Experts noted that the SSE's move to halt Ant's blockbuster IPO stands on a firm legal basis and is to protect investors' lawful rights. 

Zhang Zixue, a professor at the Civil, Commercial and Economic Law School of China University of Political Science and Law, said that relevant government bodies are clarifying the management system of Ant's online small business loans, which may well impact its dual listing. 

"This concerns the vital interests of countless investors. Under this circumstance, the exchange's suspension is a responsible approach." 

Zhang deemed that for the handling of situations that may have a significant impact on the issuance and listing, the Rules Governing the Listing of Stocks on the Science and Technology Innovation Board of the SSE and other applicable rules had already spelled out in sharp detail that the exchange should halt Ant Group's listing. 

Ye Lin, a professor at the Law School under Renmin University of China, said in an interview that the SSE clearly stated that the examination and registration of the Sci-tech Innovation Board are divided into the SSE's issuance and listing review and the securities regulator's issuance and registration.  

"The Shanghai Stock Exchange's decision to suspend the listing of Ant Group is well-founded in law, and it is also more conducive to protecting the rights and interests of investors, especially small and medium-sized investors," Ye elaborated. 

He also pointed to the fact that regulatory talks are a relatively minor supervision measure indicating no major violations. Ant Group's changing business activities echoing with the financial regulatory environment may be the main cause for the halt of its listing. 

But he then accentuated that relevant departments such as the stock exchange should beef up the self-regulation of information disclosure while maintaining work transparency and stabilizing market expectations. 

Liu Junhai, a professor at the Law School, Renmin University of China, agreed that the SSE's decision on suspending Ant Group's IPO is based on law. The bourse has to perform its regulatory duties before Ant can deal with major matters prior to IPO debut, Li added. 

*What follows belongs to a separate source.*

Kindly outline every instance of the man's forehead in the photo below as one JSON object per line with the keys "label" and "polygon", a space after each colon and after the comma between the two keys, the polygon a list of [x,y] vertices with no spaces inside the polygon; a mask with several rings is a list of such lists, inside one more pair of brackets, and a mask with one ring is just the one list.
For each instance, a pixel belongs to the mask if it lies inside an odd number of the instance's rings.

"Protecting the interests of public investors is an important aspect. Meanwhile, it is also necessary to consider the sustainable and healthy development of the company after listing," Liu said, believing that when a major event occurs, if there is no relevant explanation and plans and once the business model needs to be adjusted, the company's valuation may undergo major changes, and the stock price may also fluctuate significantly, which will not only directly affect the interests of investors, but also impact the sustainable development of the company. 

In his view, it is better to go public after solving major issues, which is more beneficial to the development of the company. Thorough digestion of regulatory risks and market risks in advance will help enhance the company's transparency and credibility and will also enhance investors' confidence and create an investor-friendly listed company. 

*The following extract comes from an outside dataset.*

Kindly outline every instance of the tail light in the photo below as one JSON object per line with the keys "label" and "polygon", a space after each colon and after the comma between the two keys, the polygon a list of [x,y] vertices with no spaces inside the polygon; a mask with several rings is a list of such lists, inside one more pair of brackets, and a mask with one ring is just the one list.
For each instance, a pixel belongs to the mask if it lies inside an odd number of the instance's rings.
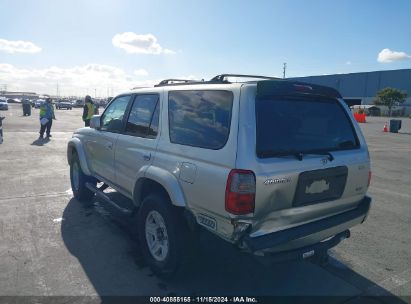
{"label": "tail light", "polygon": [[225,210],[242,215],[254,212],[255,175],[253,171],[233,169],[228,174]]}
{"label": "tail light", "polygon": [[368,185],[367,187],[370,187],[371,184],[371,171],[368,172]]}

Liu also stated that the SSE used the term "suspended" rather than "canceled," and said that it would maintain communication with the company and the sponsor, which means that further arrangements will be made after major issues are dealt with during the next step. 

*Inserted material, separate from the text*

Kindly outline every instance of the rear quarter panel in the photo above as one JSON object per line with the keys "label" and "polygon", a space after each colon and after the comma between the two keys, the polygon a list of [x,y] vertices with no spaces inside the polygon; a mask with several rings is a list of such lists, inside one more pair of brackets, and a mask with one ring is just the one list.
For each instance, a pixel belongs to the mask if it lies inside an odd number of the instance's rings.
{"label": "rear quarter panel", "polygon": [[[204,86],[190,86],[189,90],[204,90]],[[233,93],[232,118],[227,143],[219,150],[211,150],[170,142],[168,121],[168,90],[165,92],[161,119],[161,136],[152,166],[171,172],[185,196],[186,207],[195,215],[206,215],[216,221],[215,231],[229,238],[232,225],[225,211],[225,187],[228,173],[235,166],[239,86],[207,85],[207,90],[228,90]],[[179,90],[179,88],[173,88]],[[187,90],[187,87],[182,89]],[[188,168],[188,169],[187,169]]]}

Ant Group's previous issuance review and registration were carried out in accordance with laws and regulations. Public information showed that the SSE accepted Ant Group's application for listing on August 25, 2020, and then asked two rounds of 27 inquiries. After Ant Group and related intermediaries responded to the inquiries, the bourse approved the initial listing on September 18.  

The securities regulator received an application for the registration of Ant Group from the bourse and fulfilled the registration review procedures on September 22. The securities regulator approved the application on October 21. 

Industry insiders believed that the suspension of Ant Group's IPO may have some impact on the Hong Kong capital market in the short term, but the impact is limited in the long run. They noted that the IPO suspension in the event of major changes in the regulatory environment is a responsible approach to investors and the market. A large number of well-known companies have chosen to list in Hong Kong this year, demonstrating the strong competitiveness and attractiveness of the Hong Kong market.